How often to you buy stuff?
as rarely as possible - basically the only non consumable things I buy for myself that I don't need are the dolls and maybe every month or two a trip to the thrift store for clothes, books, studio toys and household stuff - usually under $10 total unless I buy a furniture for a specific purpose. My last thrift store trip was in early June and I bought stuff for Dd's wedding flowers and I think a cookie mold I probably have too many of. I also bought - retail - a dress and a bra for the wedding. That would be an example of something I needed.
Most of the time I am on here I am at work. I am not on here on the weekends!
that was my point.
ANM: yes as I stated earlier the studies show that 3x's as many people quit alcohol on their own then do in programs. But then again I know people who tried repeatedly on their own and only quit with either professional help or a 12 step program. Some places also have sober houses where people can live as long as they want. They rent a room, follow the house rules. Some people with addictions are lonely and their friends are all users so this has greatly helped people rebuild a new life. Everyone is different. UL: sorry but SW is not the right occupation for you. It needs people that are optimistic about others and their ability to change, emphatic, not negative, etc. Clients already have had enough negativity in their lives by the time they see a SW and what they need is encouragement, etc. Hope you are kidding about the addictions counseling.
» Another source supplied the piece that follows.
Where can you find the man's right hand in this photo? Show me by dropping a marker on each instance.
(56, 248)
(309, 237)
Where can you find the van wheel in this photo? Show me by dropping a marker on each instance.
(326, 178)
About paper, here is what I do. Maybe this is an idea that could be useful in some context.
I get my mail. The junk mail gets tossed on my way back to my apartment building. My mailbox is outside. There is a dumpster on the way.
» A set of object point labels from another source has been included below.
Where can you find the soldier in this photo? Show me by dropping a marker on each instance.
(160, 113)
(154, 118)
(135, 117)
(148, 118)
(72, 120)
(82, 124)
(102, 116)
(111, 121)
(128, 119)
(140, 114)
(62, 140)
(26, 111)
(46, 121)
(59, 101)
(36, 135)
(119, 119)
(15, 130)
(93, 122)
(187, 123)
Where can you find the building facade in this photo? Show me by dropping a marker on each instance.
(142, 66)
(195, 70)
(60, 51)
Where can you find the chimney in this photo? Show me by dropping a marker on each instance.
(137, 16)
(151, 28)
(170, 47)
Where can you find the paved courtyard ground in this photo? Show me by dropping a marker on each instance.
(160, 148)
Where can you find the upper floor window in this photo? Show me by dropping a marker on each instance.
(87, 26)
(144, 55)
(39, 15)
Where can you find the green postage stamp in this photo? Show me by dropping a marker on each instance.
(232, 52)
The mail with sensitive info goes into a very small box to be shred when it is full. The bills get put on the table, then paid, then put in the shred box.
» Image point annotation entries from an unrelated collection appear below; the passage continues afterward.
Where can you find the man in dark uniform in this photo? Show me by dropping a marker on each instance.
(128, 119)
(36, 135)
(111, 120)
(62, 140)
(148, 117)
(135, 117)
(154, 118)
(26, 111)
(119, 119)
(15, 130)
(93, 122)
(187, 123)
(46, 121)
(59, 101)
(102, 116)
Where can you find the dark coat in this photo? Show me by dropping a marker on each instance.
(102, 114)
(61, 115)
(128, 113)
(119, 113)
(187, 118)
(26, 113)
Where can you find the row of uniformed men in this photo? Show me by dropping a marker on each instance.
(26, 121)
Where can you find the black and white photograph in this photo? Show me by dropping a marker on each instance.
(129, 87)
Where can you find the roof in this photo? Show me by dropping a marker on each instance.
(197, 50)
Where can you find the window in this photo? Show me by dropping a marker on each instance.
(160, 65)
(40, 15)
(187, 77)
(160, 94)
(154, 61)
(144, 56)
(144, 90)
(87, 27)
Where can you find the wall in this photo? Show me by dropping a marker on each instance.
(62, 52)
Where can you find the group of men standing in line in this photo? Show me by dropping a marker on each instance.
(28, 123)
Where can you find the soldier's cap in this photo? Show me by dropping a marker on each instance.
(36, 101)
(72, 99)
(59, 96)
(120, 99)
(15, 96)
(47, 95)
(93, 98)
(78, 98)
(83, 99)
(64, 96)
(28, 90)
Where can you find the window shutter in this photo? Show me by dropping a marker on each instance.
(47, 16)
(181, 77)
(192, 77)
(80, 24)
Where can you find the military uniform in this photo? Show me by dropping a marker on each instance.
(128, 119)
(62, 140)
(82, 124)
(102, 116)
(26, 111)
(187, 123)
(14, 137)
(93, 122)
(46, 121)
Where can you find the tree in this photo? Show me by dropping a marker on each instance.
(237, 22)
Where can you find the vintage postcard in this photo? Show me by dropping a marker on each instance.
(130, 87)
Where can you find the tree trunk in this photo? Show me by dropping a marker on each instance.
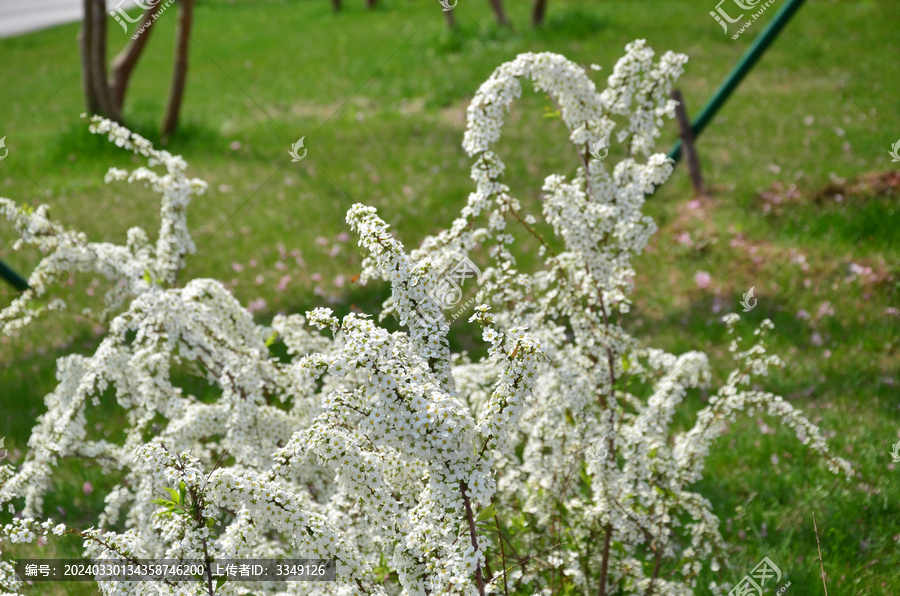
(182, 40)
(97, 61)
(497, 6)
(537, 17)
(85, 42)
(123, 64)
I only have to shred like once a year.
I'll try that next time.
in July so far, I bought a box of reusable canning jar lids - which are in use, a doll, and a drink that came in a souvenier cup - which I kept. I also bought a class, food, animal feed, a goat, and gasoline.
This is what I do with the mail - if I get it out of the box I toss the obvious junk mail into the recycling on the way into the house (if someone else gets it, the recycling has to be carried back out)
dh mail (I'm pretty sure if we have any sensitive info it's in here) including bills goes upstairs on his desk. There are also locations for the mail of other people in the household who may or may not pick it up promptly.
my mail either gets read and either recycled or set aside for later or just set aside for later. Usually on the kitchen table or counter near the phone. Then somebody needs to eat or cook or read blueprints, or knocks it to the floor with the phone cord and swears, and it goes into my "in box".